TLDR; Record and Playback is a notoriously bad way to automate. But what if we record, then have AI write code from the recording? Answer: it is a little better.
I performed an experiment to try tand demonstrate how to replicate the AI-powered test automation features commonly found in commercial SaaS testing tools using open source solutions. The process involved recording user interactions in an application with Chrome DevTools Recorder, exporting the recording as JSON, and then using an AI tool to convert the JSON into JUnit tests with WebDriver and page objects.
Overview Video
In this video I:
- record some web actions using Chrome Dev Tools recorder
- fail to play them back because record and playback is notoriously bad
- feed the recorded JSON file into OpenCode with a prompt
- check the results of the AI process writing Automated Execution using WebDriver and Java
We do get working automated coverage out the back. I would need to edit it a little, and if I wanted to do this longer term I would need to amend the prompt to meet my coding preferences.
process
I used the triangle application on Test Pages:
Test Pages has a deliberately hard to automate side bar. The easy automation is through the top level menu.
But I recorded the Triangle application by:
- clicking on the side menu bar to open the Triangle application
- and the instructions
- reading the instructions
- clicking back on the triangle application
- interacting with the app to generate invalid and valid triangles
When I tried to playback the recording in the Chrome Dev Tools, it failed.
Most of us experience failure with record and playback tooling.
AI tooling
I have OpenCode, configured to use Chrome Dev Tools MCP, and working with Kat Code Pro Free in OpenRouter, but could just as easily have used any of the free coding LLMS on Open Code Zen or with Ollama locally.
- https://opencode.ai/
- https://github.com/ChromeDevTools/chrome-devtools-mcp/
- https://openrouter.ai/
- https://openrouter.ai/kwaipilot/kat-coder-pro:free
I used a basic prompt
“given the json attached, convert the json into a set of junit tests using webdriver and page objects to recreate the flows recorded by the user. The json file is a recording made in Chrome Dev Tools recorder”.
The process took about 5 minutes to run.
- It opened the web page a few times,
- created some Page Objects.
- Found that the menu interaction was hard.

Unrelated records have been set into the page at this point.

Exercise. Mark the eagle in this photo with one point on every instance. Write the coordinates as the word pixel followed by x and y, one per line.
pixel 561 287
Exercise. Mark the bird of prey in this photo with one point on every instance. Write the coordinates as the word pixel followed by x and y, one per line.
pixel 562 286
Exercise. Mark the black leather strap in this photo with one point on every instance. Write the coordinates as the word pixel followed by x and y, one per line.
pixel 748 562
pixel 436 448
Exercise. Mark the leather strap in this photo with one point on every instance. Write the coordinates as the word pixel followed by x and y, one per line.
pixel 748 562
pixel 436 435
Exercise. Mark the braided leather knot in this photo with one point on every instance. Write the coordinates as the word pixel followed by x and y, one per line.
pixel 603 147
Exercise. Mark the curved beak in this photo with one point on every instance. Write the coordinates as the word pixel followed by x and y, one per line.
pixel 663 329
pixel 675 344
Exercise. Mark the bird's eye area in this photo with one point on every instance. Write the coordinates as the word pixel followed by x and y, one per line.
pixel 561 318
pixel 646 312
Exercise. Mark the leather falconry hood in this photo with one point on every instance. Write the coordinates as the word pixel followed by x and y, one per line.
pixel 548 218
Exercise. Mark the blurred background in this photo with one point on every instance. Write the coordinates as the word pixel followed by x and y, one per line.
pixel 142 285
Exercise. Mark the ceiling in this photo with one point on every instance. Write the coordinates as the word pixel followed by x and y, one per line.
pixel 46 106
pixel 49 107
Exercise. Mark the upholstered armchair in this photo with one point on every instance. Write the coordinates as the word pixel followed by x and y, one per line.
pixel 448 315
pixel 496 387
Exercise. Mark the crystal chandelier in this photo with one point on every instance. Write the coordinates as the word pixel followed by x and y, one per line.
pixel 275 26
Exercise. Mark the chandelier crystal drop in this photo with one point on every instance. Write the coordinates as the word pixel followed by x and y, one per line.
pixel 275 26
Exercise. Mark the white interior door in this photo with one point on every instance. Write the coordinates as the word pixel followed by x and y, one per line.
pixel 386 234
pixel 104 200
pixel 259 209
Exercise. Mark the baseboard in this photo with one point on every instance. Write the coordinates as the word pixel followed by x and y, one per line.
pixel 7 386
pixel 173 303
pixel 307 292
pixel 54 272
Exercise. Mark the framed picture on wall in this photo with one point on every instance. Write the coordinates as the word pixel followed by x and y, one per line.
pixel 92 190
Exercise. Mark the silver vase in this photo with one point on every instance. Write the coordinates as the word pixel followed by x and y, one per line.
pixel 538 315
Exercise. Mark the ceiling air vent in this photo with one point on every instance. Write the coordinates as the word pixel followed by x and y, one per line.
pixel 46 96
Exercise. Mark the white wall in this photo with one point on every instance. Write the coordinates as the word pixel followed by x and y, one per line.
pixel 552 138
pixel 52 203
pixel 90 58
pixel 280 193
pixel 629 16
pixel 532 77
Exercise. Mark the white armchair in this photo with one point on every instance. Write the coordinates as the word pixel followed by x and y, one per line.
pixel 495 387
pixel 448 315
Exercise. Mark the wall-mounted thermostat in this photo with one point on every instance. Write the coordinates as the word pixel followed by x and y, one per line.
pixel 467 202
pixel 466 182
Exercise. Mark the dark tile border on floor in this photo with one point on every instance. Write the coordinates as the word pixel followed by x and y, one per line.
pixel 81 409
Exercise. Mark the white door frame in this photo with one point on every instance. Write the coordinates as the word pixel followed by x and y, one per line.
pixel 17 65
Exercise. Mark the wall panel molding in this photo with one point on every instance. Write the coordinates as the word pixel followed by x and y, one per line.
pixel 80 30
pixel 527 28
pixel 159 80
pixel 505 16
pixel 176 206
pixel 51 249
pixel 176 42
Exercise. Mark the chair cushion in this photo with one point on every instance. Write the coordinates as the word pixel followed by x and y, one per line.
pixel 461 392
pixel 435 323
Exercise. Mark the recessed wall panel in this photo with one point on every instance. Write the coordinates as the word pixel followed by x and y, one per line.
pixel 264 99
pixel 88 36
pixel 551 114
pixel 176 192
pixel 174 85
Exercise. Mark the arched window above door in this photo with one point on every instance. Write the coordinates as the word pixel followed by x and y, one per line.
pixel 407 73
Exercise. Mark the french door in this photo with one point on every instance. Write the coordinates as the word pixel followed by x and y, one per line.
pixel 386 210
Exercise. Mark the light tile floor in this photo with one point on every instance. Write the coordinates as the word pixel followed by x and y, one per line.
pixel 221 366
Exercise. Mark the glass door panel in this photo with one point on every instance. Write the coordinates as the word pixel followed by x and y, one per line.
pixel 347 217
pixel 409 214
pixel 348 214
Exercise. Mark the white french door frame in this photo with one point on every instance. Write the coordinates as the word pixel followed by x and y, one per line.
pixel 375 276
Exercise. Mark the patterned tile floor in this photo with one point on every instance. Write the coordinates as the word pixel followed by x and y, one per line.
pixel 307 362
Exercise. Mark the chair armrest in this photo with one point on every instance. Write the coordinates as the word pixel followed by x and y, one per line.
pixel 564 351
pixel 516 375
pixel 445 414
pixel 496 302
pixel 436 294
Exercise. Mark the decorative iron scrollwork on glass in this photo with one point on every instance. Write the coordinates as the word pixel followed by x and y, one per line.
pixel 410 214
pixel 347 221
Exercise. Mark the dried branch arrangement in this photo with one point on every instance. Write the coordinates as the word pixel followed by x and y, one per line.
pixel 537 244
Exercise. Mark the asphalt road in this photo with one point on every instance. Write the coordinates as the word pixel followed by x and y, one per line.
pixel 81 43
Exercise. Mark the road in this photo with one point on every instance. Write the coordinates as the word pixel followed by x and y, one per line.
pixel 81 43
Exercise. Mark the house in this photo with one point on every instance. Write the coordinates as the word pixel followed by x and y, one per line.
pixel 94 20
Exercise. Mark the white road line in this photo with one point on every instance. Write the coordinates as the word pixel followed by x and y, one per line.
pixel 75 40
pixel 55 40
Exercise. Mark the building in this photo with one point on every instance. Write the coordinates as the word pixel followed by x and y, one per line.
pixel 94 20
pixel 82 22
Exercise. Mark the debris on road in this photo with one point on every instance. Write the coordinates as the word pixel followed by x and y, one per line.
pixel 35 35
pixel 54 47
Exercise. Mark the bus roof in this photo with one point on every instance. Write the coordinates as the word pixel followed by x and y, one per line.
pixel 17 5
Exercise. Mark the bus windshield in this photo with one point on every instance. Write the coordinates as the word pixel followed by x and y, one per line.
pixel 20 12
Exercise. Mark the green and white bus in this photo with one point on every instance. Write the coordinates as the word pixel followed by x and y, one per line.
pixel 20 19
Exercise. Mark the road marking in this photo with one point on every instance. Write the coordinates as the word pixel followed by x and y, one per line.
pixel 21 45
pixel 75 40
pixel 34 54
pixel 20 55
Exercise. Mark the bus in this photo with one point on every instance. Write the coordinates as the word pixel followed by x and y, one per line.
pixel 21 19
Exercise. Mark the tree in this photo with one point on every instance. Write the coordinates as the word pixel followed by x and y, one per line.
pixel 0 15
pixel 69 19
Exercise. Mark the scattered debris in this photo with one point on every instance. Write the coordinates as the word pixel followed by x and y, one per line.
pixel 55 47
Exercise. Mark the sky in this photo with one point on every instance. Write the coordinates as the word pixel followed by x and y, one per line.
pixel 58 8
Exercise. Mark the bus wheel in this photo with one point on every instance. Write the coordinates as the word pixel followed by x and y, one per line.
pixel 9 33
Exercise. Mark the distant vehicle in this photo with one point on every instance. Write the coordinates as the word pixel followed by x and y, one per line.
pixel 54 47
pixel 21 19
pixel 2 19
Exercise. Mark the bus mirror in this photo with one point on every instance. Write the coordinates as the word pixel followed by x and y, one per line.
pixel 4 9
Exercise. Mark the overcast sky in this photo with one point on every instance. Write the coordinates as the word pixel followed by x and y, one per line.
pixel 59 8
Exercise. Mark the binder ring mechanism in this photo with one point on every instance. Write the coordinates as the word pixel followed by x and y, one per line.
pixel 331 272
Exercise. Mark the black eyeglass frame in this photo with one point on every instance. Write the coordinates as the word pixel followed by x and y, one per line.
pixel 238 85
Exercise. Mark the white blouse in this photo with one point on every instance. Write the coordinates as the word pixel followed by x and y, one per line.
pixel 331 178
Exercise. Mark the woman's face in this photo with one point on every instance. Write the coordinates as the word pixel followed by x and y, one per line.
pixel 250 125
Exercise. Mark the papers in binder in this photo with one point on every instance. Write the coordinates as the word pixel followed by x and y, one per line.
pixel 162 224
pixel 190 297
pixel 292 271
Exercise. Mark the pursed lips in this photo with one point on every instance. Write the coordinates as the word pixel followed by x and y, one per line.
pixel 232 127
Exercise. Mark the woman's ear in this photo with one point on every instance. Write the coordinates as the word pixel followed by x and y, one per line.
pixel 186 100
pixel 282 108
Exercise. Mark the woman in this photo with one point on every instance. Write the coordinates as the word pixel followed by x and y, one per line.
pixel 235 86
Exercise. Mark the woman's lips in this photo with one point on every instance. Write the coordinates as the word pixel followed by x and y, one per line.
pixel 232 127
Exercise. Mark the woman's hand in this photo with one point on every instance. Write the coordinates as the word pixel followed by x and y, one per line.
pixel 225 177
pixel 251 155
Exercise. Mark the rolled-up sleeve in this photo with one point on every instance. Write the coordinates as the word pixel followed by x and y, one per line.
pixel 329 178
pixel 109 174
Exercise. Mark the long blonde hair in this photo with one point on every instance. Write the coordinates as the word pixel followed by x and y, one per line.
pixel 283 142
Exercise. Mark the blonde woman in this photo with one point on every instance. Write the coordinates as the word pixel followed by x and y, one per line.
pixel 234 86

- Decided to jump straight to the triangle page and automate that way
- It did replicate the functional interaction included in the recording
- it did generate assertions for the results
- I could have used the test code generate with some small amendments.
Lessons Learned
SAAS tools which take this approach will use Agents, which are essentially longer prompts. I should have added into the prompt more conditions:
“given the json attached, convert the json into a set of junit tests using webdriver and page objects to recreate the flows recorded by the user. The json file is a recording made in Chrome Dev Tools recorder. In the test code, do not write any findElement code, always abstract the location and interaction into a page object. Use existing page objects where possible and try to re-use existing methods. Make sure that any page object methods you use are used in a test so we have coverage of the interactions.”
Over time, if I wanted to continue to automate using this process, I would refine the prompt further until I got the results I wanted, and possibly encode this prompt as an agent.
Would I do this?
Unlikely that I would do this in the real world.
This seems like the replication of a record and playback approach.
I do create Page Objects and have created initial execution coverage using AI.
I have some empathy for AI tooling scanning applications and building flows through the application to automatically interact and generate a wide variety of data, to increase the scope of coverage across a few simple flows. I can see potential in augmenting a team to allow the team to go off and do more detailed stuff. Provided the AI tooling doesn’t get noisy and keep distracting the team.
For any functionality as simple as I experimented with here, I hope that when people evaluate SAAS tools, that they also compare the paid tools to the capabilities of Open Source tools.
Nothing wrong with paid tools. They are incredibly valuable when they make hard things simple, and add value when they make hard things easier.
But, when the activity is simple and the functionality differences between Open Source and paid are small, I hope companies consider “what if we upskilled our staff a little such that we could use the Open Source tools”.